These “ministers of the word” (cf. Luke 1:2) were the guardians of the
revelation, and as such they proved a thorn in the side of the Caliphs
(political successors of the Prophet). Mere political policies would
have stiff competition from the quoted revelations of Muhammad. In this
power struggle we can see a parallel to that between the rapidly
consolidating early Christian episcopate on the one hand and the
wandering apostles and prophets left over from the early days on the
other. In both cases, institutional authority prevailed when the
institutions managed to coopt the authority of revelation from their
charismatic competitors. This happened when early Christian bishops and
the Caliph ‘Uthman both canonized a definite collection and text of
scripture. With an infallible closed canon as one’s recourse, the loose
cannons of prophecy could be safely ignored. Caetani implicitly raises
the question of how much and how many of the Koranic suras, like the
subsequent hadith (traditional reports of the life or sayings of
Muhammad), were manufactured on the spot to win a polemical point. (And,
as form critics showed long ago, much or most of the Synoptic Gospel
tradition grew up the same way.) I believe we might as well drop the
distinction between Koran and hadith, unless we agree to understand the
difference between them as precisely parallel to that between Mishnah
and Gemara in Rabbinical Judaism.
Alphonse Mingana was a great delver into obscure ancient manuscripts,
many now apparently having lapsed into the obscurity from which he
thought to have rescued them. In the preface to his and Agnes Smith’s
Leaves from Three Ancient Qurans Possibly Pre-Othmanic with their
Variants (1914) he discusses, as do other writers in this volume
(most notably Arthur Jeffery) what evidence remains to indicate how the
Koran read before the Caliph ‘Uthman had the text standardized,
destroying previous manuscripts. (The recent discovery of a treasure
trove of Koran manuscript pages much earlier than any previously known
may put this whole question in a whole new perspective.) But it
especially interesting to read Mingana’s challenge to claims of Muslim
(and implicitly Christian) apologists who exaggerate the supposedly
photographically retentive memories of Middle Eastern peasants. Unless
we suppose that they were able to remember pretty much everything they
heard Muhammad (or Jesus) say, it becomes ludicrously arbitrary to
assume that the Koran (or the Gospels) accurately represents the
ipsissima verba of the Great Man.
Jeffery, C.C. Torrey and others discuss the phenomenon, posited even by
ancient Muslim exegetes themselves, of interpolations and insertions
into Koranic suras. Recalling Walter Schmithals who divides the major
Pauline Epistles into numerous scrambled source documents but ascribes
all these materials to Paul, Muslim savants and their Western disciples
have tended to ascribe the interpolations to Muhammad himself, or at
least to make the interpolated verses genuinely Muhammadan if not
crediting him with inserting them. Torrey is very conservative on the
question, and the New Testament student will experience deja vu reading
Torrey’s contention that, if anyone had begun inserting foreign matter
into suras often publicly recited, listeners would have protested like
children indignant at any change in a familiar bedtime story. Of course,
Vincent Taylor and other apologists have long used the same circular
argument to prove the accuracy of the gospel traditions.
Three
substantial pieces (Abraham Geiger, “What Did Muhammad Borrow from
Judaism?”, W. St. Clair-Tisdall, “The Sources of Islam,” and Torrey’s
“The Jewish Foundation of Islam”) examine the question of Jewish,
Christian, and other possible sources of Koranic doctrine and narrative.

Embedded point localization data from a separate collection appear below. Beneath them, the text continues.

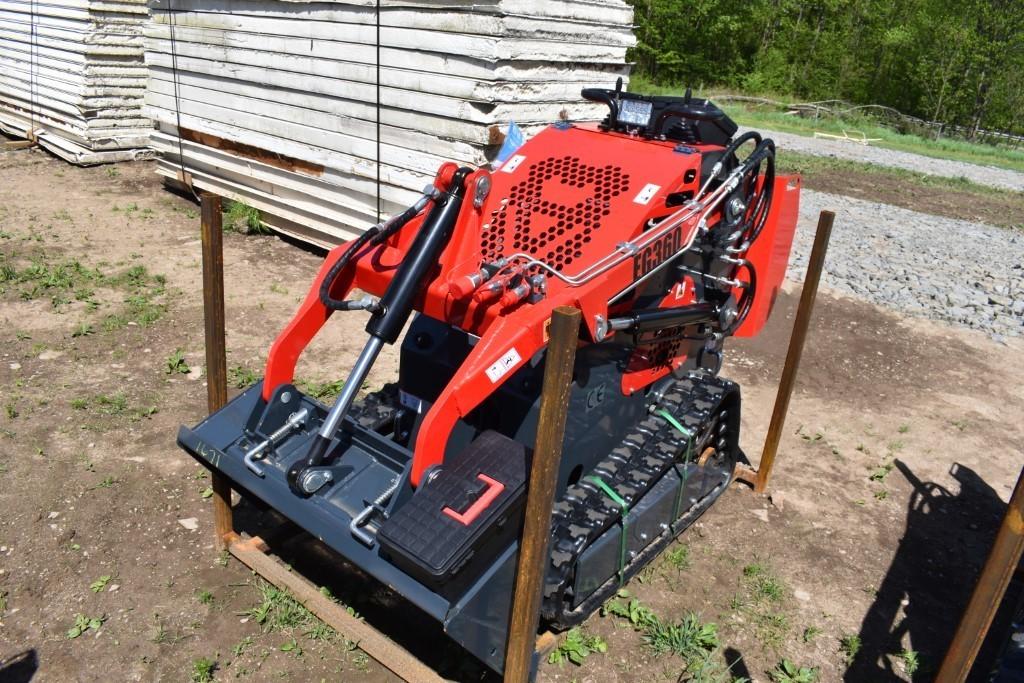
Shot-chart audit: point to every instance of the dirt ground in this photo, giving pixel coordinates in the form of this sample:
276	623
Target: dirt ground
901	447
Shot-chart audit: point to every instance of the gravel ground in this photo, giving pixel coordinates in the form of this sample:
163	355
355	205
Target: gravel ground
985	175
919	264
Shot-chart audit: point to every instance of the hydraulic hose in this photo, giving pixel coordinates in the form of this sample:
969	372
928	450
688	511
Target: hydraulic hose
765	152
374	236
748	301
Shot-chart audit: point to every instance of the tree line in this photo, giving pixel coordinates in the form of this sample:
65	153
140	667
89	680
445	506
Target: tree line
956	61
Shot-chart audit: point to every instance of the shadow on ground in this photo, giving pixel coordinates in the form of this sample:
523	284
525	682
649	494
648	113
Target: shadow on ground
932	574
20	668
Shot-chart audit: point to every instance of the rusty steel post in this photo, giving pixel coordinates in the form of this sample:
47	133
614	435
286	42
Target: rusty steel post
216	354
995	575
797	339
541	495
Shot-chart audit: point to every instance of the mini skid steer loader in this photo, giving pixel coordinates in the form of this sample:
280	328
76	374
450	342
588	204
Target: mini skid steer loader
667	229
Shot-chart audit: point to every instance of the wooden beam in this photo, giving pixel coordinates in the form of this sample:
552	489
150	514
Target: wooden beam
999	567
17	144
373	642
796	350
216	353
534	555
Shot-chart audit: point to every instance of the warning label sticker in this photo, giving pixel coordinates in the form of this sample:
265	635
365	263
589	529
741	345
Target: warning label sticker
645	195
504	365
512	164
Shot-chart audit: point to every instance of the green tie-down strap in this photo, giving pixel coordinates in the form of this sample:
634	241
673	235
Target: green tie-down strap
683	474
617	500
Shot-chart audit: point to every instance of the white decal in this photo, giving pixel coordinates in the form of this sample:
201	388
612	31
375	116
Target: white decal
680	290
646	194
505	364
411	401
513	163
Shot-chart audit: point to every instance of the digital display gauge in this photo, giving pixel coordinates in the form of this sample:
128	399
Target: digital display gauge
634	112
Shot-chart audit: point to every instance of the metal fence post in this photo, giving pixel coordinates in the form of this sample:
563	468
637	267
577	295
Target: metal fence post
541	495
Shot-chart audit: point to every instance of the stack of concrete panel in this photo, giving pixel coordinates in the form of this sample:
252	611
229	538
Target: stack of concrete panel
289	105
73	77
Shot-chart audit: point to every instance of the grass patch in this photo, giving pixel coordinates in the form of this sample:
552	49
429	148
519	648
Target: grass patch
69	281
909	659
787	672
881	472
100	584
242	377
203	670
323	391
576	647
278	609
175	364
84	624
849	645
760	604
115	404
244	218
687	638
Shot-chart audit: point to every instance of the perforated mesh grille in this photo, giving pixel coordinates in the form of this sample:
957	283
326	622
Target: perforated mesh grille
555	231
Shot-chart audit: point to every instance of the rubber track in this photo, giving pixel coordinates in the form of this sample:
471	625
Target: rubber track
631	469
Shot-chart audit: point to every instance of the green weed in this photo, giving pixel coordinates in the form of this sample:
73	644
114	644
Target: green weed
679	557
910	659
83	330
203	670
322	390
688	638
84	624
242	377
278	609
175	364
880	473
240	648
810	633
98	585
849	645
576	647
787	672
244	218
762	583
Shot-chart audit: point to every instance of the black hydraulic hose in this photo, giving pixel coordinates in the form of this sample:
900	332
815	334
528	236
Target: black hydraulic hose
748	301
765	152
738	142
374	236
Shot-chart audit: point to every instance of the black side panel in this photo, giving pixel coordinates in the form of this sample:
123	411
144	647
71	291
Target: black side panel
471	511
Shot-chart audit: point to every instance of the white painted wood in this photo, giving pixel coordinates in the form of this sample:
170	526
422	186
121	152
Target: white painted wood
312	123
73	76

The authors ascribe more to Jewish traditions and documents than
Christian, though some debt to the latter is acknowledged. It strikes me
that there is too much thought of written sources, not enough of a
general atmosphere of common lore and oral tradition. Also, we ought to
keep in mind, as Tor Andre, Lüling and others do, that we need not draw
a hard and fast line between the two donor religions, since early Islam
was surely influenced by Ebionite Jewish Christianity and the
Jewish-Christian sect of the Elchasites. The Zoroastrian influence on
the Koran is made clear, as are some parallels to Hindu writings, but I
kept waiting for the link to be made (as it surely ought to be) between
the Koran’s storm demon Marut and the storm-stirring Maruts, attendants
of the Vedic god Rudra.
Reading this survey of modern Koranic scholarship, a little over a
century of it, one marvels at how long it has taken to get the critical
enterprise off and running. Progress is still frustratingly slow, and
Andre Rippin (“Literary Analysis of Koran, Tafsir, and Sira: The
Methodologies of John Wansbrough,” 1985) explains why. On the one hand,
even supposedly critical scholars find themselves unwilling to embrace
“thoroughgoing skepticism” even when the facts seem to warrant it, since
then they will be left with no game pieces. They want to be able to say
something about the origins of Islam or the Koran, and certain
new theories would make this difficult to do. On the other, the new
spirit of ecumenical dialogue between the great religions, while a
salutary development for other reasons, has the unfortunate side-effect
that Christian scholars cleave to traditional Islamic views of the Koran
and Muhammad so as to shorten the line of offense. Since Muslims do not
appreciate suggestions that scribes and holy men often fabricated suras
or hadith (any more than Christian laity appreciate the work of the
Jesus Seminar), their dialogue partners are reluctant to embrace
scholarship that presuppose widespread pious fraud.
As
Humanists we do not object to such unblinking scrutiny. Indeed, we will
settle for nothing less. It is to the credit of Prometheus Books that
they have begun a series of serious critical books on Islam and the
Koran. And it is not just that no one else will publish some of these
scholarly radicals (see the forthcoming On the Pre-Islamic Christian
Koran by the much-persecuted Günter Lüling). More importantly, the
books are serious studies which seek to understand Islam as a
fascinating cultural product of the human imagination. As Humanists, we
seek to debunk superstitious claims for divine inspiration, thus laying
bare the incredible hubris of mere mortals who want to see their own
utterances exalted to the status of the Word of God. (Can there be any
more arrogant “humanism” than theirs?) That much is negative. But there
is a positive aspect, too. It may be foolish to believe in the
religions, but it is equally foolish to dismiss them as irrelevant. We
want to go further to study the faith of Islam, as all others, for the
valuable insights it provides into the human heart. Ibn Warraq’s
valuable collection is a marvelous tool for that work.